Despite appearances, former senior national security official Elliott Abrams warns that Democrats — and American Jews — are moving away from Israel.
US President Donald Trump has steadfastly backed Israel at the UN, moved the embassy to Jerusalem and withdrawn from the Iranian nuclear deal.
As a result, Prime Minister Benjamin Netanyahu has praised him effusively.
But this, according to Netanyahu critics on the Left both in Israel and the US, is a mistake. They argue that Trump will not be there forever – in fact, he could be turned out of office in just over two years’ time – and that Netanyahu’s embrace of a deeply divisive Republican president will hurt Israel if a Democratic president comes next in line.
But Elliott Abrams, who held senior positions in the White House’s National Security Council under Ronald Reagan and George W. Bush, thinks otherwise.

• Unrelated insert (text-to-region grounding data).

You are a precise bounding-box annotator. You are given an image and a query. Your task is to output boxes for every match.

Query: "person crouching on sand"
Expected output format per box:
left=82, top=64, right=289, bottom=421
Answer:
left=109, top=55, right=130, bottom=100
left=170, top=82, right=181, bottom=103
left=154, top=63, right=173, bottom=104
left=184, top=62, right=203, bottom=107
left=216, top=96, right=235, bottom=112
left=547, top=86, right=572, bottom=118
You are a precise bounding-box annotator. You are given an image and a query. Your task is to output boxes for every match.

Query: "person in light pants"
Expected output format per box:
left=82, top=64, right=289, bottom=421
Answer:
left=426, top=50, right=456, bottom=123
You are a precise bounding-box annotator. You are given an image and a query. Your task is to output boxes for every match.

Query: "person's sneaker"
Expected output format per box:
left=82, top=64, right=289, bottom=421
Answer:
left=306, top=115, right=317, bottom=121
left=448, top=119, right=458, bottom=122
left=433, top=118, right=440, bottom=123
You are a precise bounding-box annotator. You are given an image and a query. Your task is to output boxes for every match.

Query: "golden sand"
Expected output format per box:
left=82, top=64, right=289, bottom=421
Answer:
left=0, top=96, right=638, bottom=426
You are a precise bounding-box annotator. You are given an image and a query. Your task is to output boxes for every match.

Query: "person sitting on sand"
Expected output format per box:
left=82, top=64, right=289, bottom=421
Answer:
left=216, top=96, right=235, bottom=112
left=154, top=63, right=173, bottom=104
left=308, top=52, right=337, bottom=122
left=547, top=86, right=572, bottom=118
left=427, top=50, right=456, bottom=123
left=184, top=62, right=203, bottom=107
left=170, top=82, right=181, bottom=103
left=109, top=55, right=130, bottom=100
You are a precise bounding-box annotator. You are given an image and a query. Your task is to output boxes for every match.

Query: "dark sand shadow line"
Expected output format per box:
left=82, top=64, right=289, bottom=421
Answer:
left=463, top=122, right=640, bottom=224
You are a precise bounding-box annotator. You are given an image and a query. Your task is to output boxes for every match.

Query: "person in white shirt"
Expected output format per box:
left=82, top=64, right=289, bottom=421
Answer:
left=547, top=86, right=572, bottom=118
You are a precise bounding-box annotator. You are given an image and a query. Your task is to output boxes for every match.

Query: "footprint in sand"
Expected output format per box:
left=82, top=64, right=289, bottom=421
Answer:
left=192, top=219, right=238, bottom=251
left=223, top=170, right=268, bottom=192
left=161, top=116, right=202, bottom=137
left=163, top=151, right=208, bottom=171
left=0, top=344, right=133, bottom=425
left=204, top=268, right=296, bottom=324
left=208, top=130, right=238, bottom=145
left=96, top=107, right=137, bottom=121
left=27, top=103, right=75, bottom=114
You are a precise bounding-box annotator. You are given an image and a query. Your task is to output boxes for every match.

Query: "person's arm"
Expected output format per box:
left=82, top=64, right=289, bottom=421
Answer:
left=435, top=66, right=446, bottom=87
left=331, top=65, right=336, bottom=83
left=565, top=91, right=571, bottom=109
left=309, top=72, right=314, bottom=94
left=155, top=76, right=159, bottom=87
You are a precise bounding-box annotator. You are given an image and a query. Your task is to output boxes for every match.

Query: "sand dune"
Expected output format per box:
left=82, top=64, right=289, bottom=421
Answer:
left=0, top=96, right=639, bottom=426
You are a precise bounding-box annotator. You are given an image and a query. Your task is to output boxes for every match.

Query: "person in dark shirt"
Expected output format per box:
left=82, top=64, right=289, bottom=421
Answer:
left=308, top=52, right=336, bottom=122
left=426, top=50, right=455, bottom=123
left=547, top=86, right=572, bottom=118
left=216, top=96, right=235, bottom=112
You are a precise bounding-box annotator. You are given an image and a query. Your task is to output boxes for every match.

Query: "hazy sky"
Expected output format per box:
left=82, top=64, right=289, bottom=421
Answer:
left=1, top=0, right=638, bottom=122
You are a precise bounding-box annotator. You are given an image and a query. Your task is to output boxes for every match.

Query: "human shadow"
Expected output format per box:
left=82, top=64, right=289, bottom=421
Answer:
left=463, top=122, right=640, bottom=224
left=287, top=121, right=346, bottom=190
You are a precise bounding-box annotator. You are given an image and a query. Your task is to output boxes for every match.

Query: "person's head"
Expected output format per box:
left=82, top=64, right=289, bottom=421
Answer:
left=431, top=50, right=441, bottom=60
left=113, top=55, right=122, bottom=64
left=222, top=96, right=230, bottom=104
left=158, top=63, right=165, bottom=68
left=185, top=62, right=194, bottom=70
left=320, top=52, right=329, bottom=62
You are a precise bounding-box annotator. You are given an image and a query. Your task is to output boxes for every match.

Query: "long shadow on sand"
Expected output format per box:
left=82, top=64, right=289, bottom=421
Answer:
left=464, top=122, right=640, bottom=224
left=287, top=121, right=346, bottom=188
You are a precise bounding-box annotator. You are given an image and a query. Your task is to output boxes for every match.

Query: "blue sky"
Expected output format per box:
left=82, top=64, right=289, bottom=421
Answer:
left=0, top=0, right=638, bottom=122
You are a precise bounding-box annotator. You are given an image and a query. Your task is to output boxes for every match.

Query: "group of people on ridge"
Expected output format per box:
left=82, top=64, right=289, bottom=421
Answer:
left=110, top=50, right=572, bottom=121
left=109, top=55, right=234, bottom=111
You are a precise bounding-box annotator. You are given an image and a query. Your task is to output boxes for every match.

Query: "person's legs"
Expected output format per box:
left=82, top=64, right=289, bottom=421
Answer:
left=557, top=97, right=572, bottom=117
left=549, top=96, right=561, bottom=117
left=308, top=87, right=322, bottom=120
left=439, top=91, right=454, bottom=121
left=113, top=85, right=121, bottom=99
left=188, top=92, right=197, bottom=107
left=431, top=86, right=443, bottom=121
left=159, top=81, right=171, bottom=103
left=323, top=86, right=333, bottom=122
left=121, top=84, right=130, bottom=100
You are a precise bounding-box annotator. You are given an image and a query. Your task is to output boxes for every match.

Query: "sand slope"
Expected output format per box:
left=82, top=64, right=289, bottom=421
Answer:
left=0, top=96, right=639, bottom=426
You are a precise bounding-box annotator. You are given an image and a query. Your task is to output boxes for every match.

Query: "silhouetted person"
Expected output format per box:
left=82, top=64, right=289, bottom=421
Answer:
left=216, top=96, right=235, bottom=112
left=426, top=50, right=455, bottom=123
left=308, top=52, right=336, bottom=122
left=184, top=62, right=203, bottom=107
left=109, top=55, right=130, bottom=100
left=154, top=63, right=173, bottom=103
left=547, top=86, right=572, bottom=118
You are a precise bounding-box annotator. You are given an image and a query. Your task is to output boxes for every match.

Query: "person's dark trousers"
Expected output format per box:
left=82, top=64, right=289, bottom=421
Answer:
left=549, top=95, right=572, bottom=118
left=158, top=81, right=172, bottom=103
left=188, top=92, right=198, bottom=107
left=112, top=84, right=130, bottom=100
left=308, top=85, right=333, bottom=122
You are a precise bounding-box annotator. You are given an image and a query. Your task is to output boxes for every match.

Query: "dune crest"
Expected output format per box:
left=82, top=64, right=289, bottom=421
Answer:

“You have a party in the United States that is wildly pro-Israel,” Abrams said of the Republican Party. “It would be the sin of ingratitude not to show appreciation. And it is not just Trump, it is the Republicans.”
Abrams, in the country to deliver the keynote address last Tuesday night at the B’nai B’rith World Center-Jerusalem Award for Journalism Recognizing Excellence in Diaspora Reportage, said that his message to Netanyahu would not be to “step back from Trump.”
Rather, he said during an interview in the lobby of the King David Hotel, his message is to Yesh Atid leader Yair Lapid, Zionist Union head Avi Gabbay, and opposition leader Yitzhak Herzog: “You should embrace the Democratic Party; that is your job. The Republicans do not need to be told to be pro-Israel; the Democrats do. Why don’t you do that?”
Abrams, a fellow at the Council on Foreign Relations in Washington, DC, said that there are pro-Israel stalwarts in the Democratic Party, people like California’s Nancy Pelosi, Maryland’s Steny Hoyer, and New York’s Chuck Schumer.
The problem, he said, is that they are all in their sixties and seventies, and there is not an equally ardent pro-Israel cadre among the marquee Democratic names in their thirties and forties.